Here in Port Townsend I sit with a small sanga of fifteen or twenty people. A subset of them consider me their teacher. Most of them are daily practitioners who never or almost never go to seven day sesshins yet they all feel their practice important. The research on meditation shows that it has excellent stress reductions properties even for relative beginners. How could learning to discipline the individual mind and enhance concentration and awareness be anything but good? How could learning to break the obsessive patterns of our thought be anything but good.? All of us who practice consistently notice great benefits.
One of the most important lessons that Buddhism has to teach is the anatomy of happiness. This goes right back to the first lesson of Shakyamuni on the Four Noble Truths. We suffer and we create suffering because of the way we think. We are obsessively self centered, filled with desires, and ignorant of the most basic truths. But now think about when you as an individual are happy.
This is a tricky question because most of us would say we are happy when our desires are satisfied But this type of happiness is fleeting because our undisciplined mind quickly desires something else.
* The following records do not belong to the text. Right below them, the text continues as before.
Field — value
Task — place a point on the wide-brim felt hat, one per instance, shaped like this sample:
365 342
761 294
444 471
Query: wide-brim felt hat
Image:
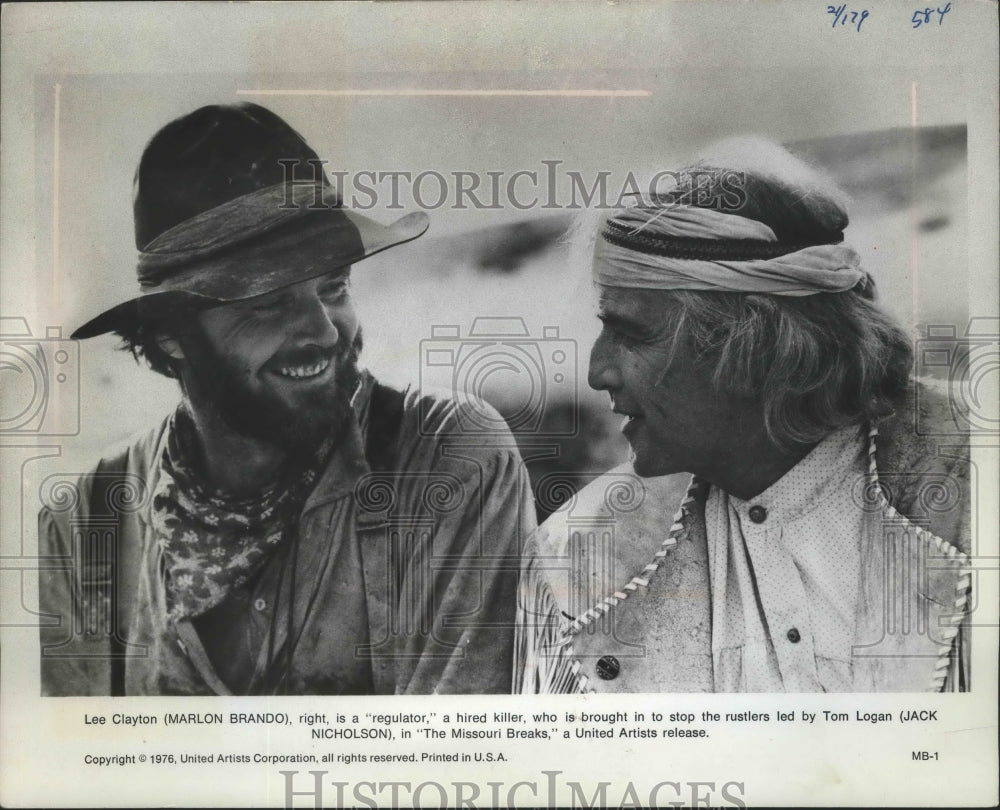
231 203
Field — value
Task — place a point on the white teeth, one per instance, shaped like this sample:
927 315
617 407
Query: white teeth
305 371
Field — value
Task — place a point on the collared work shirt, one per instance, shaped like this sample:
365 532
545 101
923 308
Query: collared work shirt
784 573
402 582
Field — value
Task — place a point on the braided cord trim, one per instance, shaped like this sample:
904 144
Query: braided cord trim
640 580
962 588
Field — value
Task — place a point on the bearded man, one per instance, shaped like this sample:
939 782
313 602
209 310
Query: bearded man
294 527
789 521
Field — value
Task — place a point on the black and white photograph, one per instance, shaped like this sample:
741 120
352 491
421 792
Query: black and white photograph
499 404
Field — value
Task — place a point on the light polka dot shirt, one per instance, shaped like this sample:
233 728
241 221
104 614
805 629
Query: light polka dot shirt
784 574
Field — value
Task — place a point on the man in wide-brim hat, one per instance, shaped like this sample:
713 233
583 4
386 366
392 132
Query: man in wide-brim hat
260 550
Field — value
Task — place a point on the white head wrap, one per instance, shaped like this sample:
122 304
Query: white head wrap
805 271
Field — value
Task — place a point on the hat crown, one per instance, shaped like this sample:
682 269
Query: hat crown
209 157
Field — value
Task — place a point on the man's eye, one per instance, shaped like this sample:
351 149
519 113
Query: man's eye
625 338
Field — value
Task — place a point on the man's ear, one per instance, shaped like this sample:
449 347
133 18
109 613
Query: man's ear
170 346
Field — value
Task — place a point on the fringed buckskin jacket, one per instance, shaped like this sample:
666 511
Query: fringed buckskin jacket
405 580
616 594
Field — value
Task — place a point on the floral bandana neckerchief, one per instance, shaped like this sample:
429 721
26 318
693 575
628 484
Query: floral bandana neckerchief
210 543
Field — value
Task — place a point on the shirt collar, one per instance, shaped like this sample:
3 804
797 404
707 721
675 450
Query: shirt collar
827 466
348 463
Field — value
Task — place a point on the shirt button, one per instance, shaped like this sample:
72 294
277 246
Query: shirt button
608 668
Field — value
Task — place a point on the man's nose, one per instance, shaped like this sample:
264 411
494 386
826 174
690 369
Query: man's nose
603 372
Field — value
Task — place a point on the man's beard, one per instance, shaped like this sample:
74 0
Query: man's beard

Then most of us would say we are happy when we are doing something that makes us happy. I love to play tennis. This type of happiness is not as fleeting but again in time it disappears. I cannot play tennis for ever. In either case the Buddhist would say that we should not look to the event making us happy but the state of mind that makes us happy. In all cases we find our self happy when we are free of desire, and not filled with self centered and critical thoughts, which are in effect just desires, As Buddhists we practice to discipline our minds to be free from desire, self centered and critical thoughts. To whatever extent we can do this we can relax into the moment and enjoy whatever is happening.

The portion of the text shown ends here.